According to Fudzilla’s unnamed, “well-placed” sources, Intel could have already launched a 10nm CPU, but they are waiting until yields get better. This comment can be parsed in multiple ways. If they mean that “yeah, we could have a 10nm part out, but not covering our entire product stack and our yields would be so bad that we’d have shortages for several months” then, well, yeah. That is a bit of a “duh” comment. Intel can technically make a 10nm product if you don’t care about yields, supply, and intended TDP.

If, however, the comment means something along the lines of “we currently have a worst-case yield of 85%, but we’re waiting until we cross 90%” then… I doubt it’s true (or, at least, it’s not a whole truth). Coffee Lake is technically (if you count Broadwell) their fourth named 14nm architecture. I would expect that Intel’s yields would need to be less-than-mediocre to delay 10nm for this long. Their reactions to AMD seems to be a knee-jerk “add cores” with a little “we’re still the best single-threaded tech” on the side. Also, they are looking like they have fallen behind the other fabs, which mostly ship 10nm in mobile.

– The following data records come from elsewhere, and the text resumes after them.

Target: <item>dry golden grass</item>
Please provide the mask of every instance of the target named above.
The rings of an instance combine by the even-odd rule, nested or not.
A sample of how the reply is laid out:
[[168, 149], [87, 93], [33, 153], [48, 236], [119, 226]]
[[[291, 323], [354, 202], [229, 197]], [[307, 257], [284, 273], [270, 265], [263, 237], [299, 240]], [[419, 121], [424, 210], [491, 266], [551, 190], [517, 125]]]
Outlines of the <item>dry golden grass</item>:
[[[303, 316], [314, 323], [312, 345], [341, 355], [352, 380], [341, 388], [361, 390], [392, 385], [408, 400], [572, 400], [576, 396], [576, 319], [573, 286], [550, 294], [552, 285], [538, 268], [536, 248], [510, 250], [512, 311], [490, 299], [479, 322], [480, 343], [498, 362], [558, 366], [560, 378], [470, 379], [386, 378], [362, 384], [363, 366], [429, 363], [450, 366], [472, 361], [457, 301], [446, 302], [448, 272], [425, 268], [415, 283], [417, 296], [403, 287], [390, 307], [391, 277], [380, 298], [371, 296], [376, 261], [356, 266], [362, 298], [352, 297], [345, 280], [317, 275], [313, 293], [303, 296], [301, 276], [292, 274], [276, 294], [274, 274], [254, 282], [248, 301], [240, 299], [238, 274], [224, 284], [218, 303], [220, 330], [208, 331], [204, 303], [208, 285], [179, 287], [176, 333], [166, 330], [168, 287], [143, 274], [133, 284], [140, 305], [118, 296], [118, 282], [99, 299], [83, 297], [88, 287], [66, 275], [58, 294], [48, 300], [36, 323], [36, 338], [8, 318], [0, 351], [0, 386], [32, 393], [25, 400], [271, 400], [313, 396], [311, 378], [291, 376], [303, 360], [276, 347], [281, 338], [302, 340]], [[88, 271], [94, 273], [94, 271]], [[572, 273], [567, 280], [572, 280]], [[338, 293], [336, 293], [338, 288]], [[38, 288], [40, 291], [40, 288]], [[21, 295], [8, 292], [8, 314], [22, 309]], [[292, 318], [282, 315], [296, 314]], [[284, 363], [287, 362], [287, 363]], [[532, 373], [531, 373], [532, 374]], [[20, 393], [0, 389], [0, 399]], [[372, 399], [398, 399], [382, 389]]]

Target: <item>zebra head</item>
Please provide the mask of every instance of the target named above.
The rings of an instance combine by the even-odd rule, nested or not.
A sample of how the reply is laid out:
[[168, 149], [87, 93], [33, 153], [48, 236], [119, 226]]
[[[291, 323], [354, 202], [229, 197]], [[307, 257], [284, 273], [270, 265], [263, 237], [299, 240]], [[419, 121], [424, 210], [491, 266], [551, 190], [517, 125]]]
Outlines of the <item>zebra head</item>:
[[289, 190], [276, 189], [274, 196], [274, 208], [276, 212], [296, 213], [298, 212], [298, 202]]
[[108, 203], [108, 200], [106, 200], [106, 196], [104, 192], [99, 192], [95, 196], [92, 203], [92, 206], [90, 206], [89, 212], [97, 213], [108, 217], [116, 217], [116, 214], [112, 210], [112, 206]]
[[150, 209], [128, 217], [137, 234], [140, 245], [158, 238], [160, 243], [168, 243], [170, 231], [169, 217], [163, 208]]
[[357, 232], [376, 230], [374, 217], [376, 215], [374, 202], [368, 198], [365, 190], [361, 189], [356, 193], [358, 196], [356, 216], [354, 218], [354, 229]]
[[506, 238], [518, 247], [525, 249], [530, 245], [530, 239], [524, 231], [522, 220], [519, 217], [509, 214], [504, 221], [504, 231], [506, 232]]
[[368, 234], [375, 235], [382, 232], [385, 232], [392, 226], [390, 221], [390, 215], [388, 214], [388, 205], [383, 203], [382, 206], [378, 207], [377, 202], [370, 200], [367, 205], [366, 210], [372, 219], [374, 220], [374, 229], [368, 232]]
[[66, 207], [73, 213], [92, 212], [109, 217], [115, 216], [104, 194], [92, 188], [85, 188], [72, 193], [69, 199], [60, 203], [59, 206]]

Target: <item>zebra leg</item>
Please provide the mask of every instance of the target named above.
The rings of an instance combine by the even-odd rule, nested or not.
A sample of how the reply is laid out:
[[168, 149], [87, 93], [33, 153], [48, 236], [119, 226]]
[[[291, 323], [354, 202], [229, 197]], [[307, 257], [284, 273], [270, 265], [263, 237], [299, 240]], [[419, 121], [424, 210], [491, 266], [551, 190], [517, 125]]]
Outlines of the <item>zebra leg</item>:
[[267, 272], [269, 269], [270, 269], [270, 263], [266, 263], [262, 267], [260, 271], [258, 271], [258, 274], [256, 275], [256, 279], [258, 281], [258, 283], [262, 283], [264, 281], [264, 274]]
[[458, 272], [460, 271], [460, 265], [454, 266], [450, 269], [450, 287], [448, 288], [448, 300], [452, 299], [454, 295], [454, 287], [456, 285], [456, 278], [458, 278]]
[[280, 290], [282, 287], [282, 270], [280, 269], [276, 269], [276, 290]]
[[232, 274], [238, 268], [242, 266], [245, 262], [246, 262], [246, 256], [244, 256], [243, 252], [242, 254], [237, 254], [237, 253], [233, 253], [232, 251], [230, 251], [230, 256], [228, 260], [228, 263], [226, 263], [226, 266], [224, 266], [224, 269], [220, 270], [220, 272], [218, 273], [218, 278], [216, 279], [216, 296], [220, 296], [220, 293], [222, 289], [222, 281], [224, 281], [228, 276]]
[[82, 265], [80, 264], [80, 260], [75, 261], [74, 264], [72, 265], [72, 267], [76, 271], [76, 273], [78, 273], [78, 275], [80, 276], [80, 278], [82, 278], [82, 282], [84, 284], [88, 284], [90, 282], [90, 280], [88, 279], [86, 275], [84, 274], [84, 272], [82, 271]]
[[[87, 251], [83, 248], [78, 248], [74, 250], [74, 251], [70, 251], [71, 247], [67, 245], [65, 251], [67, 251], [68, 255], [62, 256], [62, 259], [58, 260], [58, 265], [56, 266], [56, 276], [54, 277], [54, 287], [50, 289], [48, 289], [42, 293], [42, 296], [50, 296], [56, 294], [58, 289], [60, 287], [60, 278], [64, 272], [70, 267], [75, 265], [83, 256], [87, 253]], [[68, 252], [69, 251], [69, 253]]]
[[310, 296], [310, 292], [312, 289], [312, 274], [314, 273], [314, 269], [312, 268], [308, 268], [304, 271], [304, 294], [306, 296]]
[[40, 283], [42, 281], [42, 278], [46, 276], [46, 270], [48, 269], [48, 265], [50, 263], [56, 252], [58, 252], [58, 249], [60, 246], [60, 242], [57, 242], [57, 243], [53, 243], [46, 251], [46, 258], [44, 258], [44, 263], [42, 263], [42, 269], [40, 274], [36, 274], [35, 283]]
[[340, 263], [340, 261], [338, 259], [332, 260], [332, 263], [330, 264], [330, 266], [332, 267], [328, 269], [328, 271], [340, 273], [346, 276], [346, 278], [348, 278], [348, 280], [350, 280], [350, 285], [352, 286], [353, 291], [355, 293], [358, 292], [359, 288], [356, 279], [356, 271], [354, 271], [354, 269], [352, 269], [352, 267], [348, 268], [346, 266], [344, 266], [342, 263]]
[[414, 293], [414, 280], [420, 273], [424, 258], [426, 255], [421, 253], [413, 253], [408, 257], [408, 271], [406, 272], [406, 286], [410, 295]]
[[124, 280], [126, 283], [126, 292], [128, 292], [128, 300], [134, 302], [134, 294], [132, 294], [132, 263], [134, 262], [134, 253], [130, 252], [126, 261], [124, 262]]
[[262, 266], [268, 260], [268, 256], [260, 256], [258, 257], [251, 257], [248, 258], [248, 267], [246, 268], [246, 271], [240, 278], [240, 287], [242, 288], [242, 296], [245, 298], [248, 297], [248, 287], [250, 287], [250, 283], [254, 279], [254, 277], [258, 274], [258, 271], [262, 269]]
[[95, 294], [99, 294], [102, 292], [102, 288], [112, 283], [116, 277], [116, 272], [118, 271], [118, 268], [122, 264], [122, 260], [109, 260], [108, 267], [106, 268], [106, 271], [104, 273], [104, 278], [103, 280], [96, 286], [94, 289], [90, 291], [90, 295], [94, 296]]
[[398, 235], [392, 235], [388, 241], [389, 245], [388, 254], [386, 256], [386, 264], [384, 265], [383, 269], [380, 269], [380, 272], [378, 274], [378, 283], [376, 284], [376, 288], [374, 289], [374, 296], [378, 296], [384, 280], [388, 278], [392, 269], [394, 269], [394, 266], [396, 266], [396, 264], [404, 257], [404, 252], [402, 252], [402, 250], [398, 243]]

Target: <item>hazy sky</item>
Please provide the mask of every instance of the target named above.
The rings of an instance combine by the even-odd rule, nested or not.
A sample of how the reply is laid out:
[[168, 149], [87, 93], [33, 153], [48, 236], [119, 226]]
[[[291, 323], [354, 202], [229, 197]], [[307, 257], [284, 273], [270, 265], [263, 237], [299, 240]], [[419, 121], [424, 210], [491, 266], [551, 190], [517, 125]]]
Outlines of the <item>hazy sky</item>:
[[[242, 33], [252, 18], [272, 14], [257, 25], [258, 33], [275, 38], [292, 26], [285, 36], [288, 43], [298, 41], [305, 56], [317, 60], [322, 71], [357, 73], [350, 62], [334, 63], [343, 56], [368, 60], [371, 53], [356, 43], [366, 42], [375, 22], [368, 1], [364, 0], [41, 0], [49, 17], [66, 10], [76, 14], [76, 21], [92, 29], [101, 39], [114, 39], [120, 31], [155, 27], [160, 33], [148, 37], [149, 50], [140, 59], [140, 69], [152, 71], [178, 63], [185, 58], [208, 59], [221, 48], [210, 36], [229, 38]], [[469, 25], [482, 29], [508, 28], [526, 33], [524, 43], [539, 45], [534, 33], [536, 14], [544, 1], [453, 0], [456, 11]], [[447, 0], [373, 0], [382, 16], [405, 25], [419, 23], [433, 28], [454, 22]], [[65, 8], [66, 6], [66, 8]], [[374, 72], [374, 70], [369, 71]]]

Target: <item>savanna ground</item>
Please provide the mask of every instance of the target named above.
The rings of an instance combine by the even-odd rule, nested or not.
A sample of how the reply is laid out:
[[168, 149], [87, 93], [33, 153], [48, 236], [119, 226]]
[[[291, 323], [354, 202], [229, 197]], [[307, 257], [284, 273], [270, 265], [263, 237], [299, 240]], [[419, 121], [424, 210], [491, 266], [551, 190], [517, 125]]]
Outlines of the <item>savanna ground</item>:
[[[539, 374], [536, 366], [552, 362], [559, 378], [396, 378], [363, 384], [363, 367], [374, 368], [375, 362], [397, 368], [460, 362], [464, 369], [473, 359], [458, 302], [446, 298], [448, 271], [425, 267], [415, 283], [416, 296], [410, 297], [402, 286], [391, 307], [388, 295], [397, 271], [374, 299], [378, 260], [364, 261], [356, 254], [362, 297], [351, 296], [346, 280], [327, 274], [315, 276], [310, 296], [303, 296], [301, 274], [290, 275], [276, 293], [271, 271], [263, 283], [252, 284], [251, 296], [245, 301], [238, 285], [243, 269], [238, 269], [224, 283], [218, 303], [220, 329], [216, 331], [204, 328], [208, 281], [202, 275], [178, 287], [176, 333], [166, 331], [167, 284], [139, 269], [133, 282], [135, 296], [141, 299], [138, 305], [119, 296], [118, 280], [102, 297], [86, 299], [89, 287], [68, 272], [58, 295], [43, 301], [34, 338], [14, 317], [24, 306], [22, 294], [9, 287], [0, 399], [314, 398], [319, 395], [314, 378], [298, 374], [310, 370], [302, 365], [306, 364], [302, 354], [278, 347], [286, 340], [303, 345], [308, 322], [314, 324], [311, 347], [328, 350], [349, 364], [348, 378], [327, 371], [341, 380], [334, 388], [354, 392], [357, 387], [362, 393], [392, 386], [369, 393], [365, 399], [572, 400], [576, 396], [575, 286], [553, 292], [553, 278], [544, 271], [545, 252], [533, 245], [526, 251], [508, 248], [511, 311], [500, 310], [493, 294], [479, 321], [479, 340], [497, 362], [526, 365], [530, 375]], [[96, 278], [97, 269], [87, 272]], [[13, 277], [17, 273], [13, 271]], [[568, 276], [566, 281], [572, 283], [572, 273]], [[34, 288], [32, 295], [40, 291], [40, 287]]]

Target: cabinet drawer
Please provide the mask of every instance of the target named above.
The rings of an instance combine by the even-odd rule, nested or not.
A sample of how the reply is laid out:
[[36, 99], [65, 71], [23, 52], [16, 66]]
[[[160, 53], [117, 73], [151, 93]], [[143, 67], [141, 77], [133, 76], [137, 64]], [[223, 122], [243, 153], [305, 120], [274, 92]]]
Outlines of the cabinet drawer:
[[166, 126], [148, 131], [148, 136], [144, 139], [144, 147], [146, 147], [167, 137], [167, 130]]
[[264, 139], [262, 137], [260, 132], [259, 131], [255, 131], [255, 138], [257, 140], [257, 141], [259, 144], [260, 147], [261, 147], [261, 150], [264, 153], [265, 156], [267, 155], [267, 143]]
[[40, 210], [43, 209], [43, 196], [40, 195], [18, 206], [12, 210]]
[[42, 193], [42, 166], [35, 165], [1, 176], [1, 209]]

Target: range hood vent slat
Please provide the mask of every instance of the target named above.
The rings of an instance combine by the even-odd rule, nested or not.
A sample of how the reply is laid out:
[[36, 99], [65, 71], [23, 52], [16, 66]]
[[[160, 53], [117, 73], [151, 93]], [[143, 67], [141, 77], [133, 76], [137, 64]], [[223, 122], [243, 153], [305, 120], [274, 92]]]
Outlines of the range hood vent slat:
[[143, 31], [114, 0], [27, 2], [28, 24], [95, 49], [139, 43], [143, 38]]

I doubt Intel would let all that stigma propagate just to get a few extra percent yield at launch.

Of course, I could be wrong. It just seems like the “we’re waiting for better yields” argument is a little more severe than the post is letting on. They would have pushed out a product by now if it was viable-but-suboptimal, right? That would have been the lesser of two evils, right?